Mais alors, comment avoir une pratique aussi éthique qu’inclusive? «Tout dépend de la perception que l’on a de l’inclusivité. Faut-il viser le général pour inclure, comme avec le mot «tous», ou viser le particulier avec «tous, toutes ou toux?» pose encore Alexis Favre. Et d’alerter: «Il est important de réfléchir sur ces questions à long terme, car en jouant la carte de la particularité, on met le doigt dans un engrenage dont on aura de la peine à sortir.»
Vision totalitaire
Mais alors, entre vrais combats et petites vexations, comment respecter la liberté d’expression des médias sans blesser personne? «Les idées protégées par la liberté d’expression sont aussi celles qui heurtent, qui choquent et dérangent», souligne Nicolas Capt. L’avocat se dit d’ailleurs inquiet de la tendance actuelle, «où on sent que les journalistes hésitent de plus en plus à faire des sujets qui ne vont pas dans le sens de la rivière ou sont sur des terrains casse-gueule: on en arrive à une auto-censure qui est bien pire que la censure policière ou judiciaire. Les médias vont de fait privilégier les sujets moins polémiques.»
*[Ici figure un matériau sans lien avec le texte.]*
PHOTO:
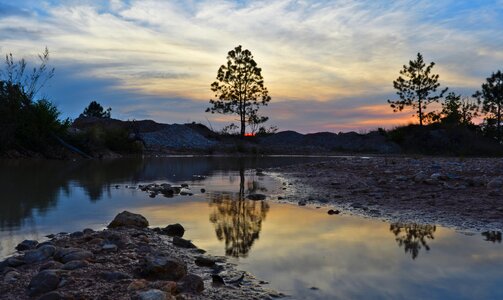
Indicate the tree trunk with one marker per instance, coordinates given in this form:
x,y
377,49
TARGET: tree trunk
x,y
498,125
243,127
420,114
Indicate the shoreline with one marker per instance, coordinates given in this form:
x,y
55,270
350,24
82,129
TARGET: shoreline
x,y
461,194
127,260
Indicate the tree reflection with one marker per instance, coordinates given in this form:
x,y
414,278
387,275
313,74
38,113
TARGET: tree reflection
x,y
412,236
492,236
237,220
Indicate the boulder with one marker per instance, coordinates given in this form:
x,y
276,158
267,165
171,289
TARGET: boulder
x,y
152,294
75,264
174,230
161,267
202,261
40,254
127,219
178,241
26,245
190,284
495,183
256,197
65,255
45,281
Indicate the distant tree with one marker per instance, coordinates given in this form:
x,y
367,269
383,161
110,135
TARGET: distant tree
x,y
27,122
491,97
239,88
29,83
416,88
457,111
96,110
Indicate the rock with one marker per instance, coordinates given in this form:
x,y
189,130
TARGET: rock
x,y
127,219
174,230
40,254
202,261
11,277
161,267
44,243
178,241
54,295
87,231
495,183
26,245
109,248
76,234
333,212
152,294
256,197
65,255
51,265
137,284
12,262
45,281
190,284
420,177
113,276
75,264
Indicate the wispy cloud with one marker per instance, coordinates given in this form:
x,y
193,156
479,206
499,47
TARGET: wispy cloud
x,y
310,51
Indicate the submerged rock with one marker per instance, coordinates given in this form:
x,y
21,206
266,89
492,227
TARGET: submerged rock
x,y
45,281
26,245
174,230
161,267
128,219
256,197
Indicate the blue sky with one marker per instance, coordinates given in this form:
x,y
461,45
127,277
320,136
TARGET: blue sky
x,y
329,65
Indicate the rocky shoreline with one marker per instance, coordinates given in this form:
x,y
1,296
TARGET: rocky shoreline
x,y
128,260
463,194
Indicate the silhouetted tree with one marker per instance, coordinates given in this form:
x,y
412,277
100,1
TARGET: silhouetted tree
x,y
416,88
239,88
25,122
96,110
237,220
412,236
491,97
458,111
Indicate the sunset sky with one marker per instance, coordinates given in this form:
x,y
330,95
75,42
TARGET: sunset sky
x,y
329,65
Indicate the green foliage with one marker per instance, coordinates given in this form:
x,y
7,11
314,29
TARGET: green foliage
x,y
98,137
239,88
457,111
24,122
416,88
94,109
491,96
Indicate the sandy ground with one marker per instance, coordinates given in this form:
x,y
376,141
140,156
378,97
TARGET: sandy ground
x,y
464,194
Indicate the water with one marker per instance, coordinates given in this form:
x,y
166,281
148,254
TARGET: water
x,y
301,251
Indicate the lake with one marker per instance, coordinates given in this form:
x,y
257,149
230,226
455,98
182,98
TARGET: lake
x,y
300,251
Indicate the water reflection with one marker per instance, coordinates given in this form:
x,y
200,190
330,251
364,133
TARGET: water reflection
x,y
237,220
412,236
492,236
37,186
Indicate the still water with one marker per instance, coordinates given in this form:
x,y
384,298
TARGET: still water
x,y
300,251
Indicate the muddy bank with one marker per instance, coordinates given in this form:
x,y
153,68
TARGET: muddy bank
x,y
465,194
126,261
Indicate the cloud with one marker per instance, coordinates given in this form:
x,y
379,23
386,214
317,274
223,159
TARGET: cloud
x,y
322,52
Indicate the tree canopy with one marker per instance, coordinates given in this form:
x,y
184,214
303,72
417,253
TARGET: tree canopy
x,y
240,89
491,96
417,87
94,109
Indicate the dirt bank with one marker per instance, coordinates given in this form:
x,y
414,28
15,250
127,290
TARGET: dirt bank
x,y
465,194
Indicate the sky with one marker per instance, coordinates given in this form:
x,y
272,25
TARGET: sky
x,y
328,65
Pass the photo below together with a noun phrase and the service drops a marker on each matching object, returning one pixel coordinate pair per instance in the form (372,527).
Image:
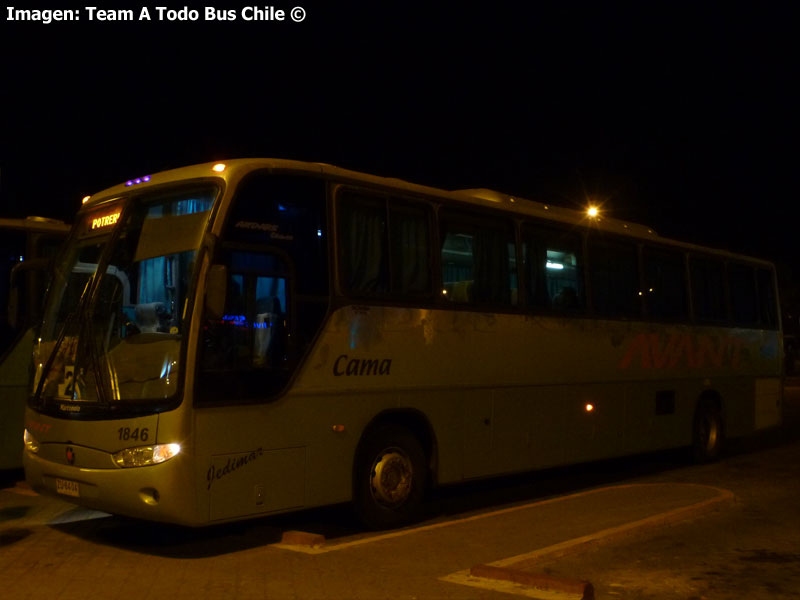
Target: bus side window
(767,302)
(245,353)
(554,269)
(665,284)
(743,295)
(362,232)
(614,276)
(708,289)
(384,245)
(478,262)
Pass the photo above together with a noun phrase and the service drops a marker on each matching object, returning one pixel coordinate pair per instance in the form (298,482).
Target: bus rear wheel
(390,477)
(707,432)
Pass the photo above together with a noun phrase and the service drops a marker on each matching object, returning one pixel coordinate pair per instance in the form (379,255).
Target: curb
(584,589)
(511,569)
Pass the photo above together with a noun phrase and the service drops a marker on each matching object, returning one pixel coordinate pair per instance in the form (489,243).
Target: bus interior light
(137,181)
(31,443)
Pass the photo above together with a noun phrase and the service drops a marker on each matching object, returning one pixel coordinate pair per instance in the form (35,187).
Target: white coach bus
(230,340)
(26,248)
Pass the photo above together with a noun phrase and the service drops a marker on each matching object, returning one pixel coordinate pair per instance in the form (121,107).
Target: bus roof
(229,172)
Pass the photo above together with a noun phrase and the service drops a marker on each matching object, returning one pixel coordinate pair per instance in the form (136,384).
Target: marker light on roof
(137,181)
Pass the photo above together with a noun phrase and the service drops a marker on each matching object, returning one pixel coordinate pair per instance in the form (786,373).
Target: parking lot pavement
(53,550)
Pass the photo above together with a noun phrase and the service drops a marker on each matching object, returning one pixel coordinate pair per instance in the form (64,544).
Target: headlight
(31,443)
(146,455)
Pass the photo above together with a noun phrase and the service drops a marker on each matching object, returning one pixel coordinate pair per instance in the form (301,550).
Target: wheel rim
(391,477)
(709,433)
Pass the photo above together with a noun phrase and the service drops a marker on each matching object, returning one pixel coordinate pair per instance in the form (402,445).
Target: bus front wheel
(390,478)
(707,431)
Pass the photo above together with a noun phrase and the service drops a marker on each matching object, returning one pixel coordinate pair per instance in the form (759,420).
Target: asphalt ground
(649,527)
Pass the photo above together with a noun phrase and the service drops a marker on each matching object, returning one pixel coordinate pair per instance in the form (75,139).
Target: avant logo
(361,366)
(215,473)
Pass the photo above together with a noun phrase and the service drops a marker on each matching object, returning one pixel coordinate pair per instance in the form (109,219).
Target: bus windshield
(114,317)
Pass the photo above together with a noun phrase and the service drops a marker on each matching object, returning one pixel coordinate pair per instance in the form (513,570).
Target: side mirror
(216,291)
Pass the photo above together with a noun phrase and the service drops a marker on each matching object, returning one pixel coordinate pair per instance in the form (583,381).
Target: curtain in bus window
(410,251)
(363,248)
(553,268)
(492,278)
(615,279)
(708,289)
(767,304)
(742,289)
(151,280)
(665,284)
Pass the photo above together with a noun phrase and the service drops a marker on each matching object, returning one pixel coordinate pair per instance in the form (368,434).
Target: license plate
(68,488)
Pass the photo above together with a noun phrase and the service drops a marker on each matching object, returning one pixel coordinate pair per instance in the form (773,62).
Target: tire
(389,478)
(708,434)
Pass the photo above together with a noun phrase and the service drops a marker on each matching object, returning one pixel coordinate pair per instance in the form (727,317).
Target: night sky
(678,116)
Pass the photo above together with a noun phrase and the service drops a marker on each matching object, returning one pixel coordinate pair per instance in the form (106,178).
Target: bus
(231,340)
(26,246)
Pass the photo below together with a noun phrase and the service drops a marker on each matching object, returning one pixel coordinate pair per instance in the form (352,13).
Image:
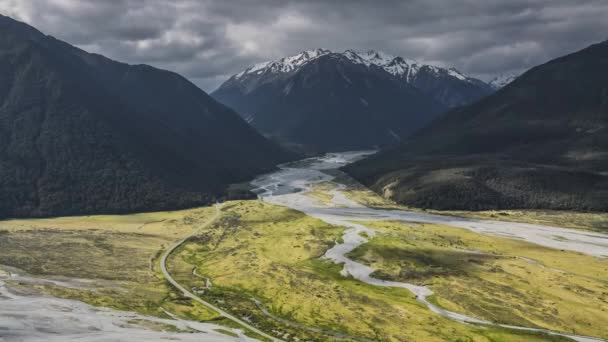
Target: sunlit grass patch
(272,254)
(119,254)
(501,280)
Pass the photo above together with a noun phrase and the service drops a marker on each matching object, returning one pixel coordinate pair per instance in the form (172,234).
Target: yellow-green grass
(272,254)
(568,219)
(119,253)
(501,280)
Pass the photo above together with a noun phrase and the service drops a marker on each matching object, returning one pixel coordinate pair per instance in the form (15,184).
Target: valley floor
(307,262)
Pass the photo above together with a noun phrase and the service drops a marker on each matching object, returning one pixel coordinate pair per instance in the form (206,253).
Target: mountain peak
(448,85)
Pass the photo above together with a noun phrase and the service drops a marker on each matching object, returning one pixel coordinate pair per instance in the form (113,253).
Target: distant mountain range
(539,142)
(320,100)
(502,80)
(82,134)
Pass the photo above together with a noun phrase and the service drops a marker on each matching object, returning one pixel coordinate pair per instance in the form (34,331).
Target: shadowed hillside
(80,133)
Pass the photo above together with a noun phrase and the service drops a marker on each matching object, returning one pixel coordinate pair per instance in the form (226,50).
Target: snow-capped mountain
(446,85)
(502,80)
(320,101)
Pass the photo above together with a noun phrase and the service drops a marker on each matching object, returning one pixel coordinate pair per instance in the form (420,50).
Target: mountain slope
(539,142)
(446,85)
(320,101)
(80,133)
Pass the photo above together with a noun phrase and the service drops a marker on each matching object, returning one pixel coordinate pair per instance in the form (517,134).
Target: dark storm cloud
(208,40)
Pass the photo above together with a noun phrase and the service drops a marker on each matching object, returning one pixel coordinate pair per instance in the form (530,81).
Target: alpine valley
(327,196)
(320,100)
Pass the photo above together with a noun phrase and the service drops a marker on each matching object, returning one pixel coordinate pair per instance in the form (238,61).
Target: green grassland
(257,251)
(502,280)
(254,251)
(119,253)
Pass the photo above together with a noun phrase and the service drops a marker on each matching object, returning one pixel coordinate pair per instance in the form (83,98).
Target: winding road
(186,293)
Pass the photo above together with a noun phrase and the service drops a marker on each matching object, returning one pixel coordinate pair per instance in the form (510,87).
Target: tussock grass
(501,280)
(272,254)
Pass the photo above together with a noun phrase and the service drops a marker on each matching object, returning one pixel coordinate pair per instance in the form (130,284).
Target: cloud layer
(209,40)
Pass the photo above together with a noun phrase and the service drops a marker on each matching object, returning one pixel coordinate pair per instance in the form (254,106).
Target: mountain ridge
(327,103)
(461,89)
(82,134)
(540,142)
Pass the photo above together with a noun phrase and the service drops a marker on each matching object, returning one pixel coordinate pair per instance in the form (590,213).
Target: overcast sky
(209,40)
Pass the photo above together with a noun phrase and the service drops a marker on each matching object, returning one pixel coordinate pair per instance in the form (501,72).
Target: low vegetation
(117,256)
(502,280)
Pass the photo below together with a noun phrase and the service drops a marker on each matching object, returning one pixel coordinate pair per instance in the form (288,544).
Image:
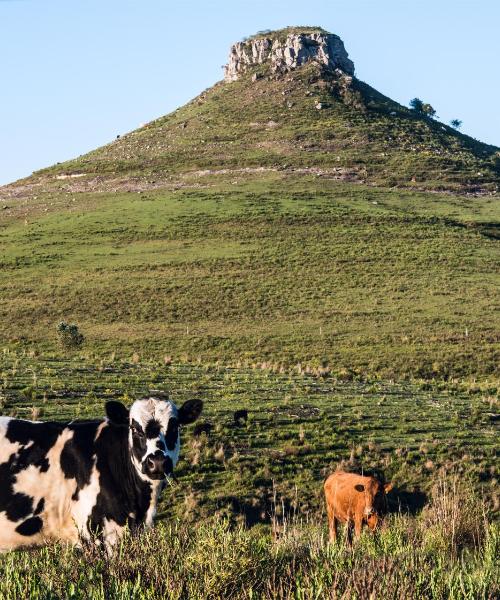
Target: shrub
(417,105)
(69,335)
(428,110)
Encore échaudé par les agressions dont il a fait l’objet, le rédacteur en chef de La Liberté se veut cependant rassurant: «Si j’ai été le déversoir d’un torrent de merde pendant 48 h, j’ai aussi pu me réjouir de la prise de parole de la majorité silencieuse, qui nous exprimait son soutien. J’étais soulagé de voir qu’il y avait encore des anticorps.» Le journaliste appelle néanmoins à la vigilance: «Si la majorité continue de se taire, ce sont ces groupes-là, ultra militants, qui vont monopoliser le champ public avec leur vision totalitaire de la liberté d’expression.» Et d’asséner: «On est aussi en droit de poser des limites aux revendications des minorités.»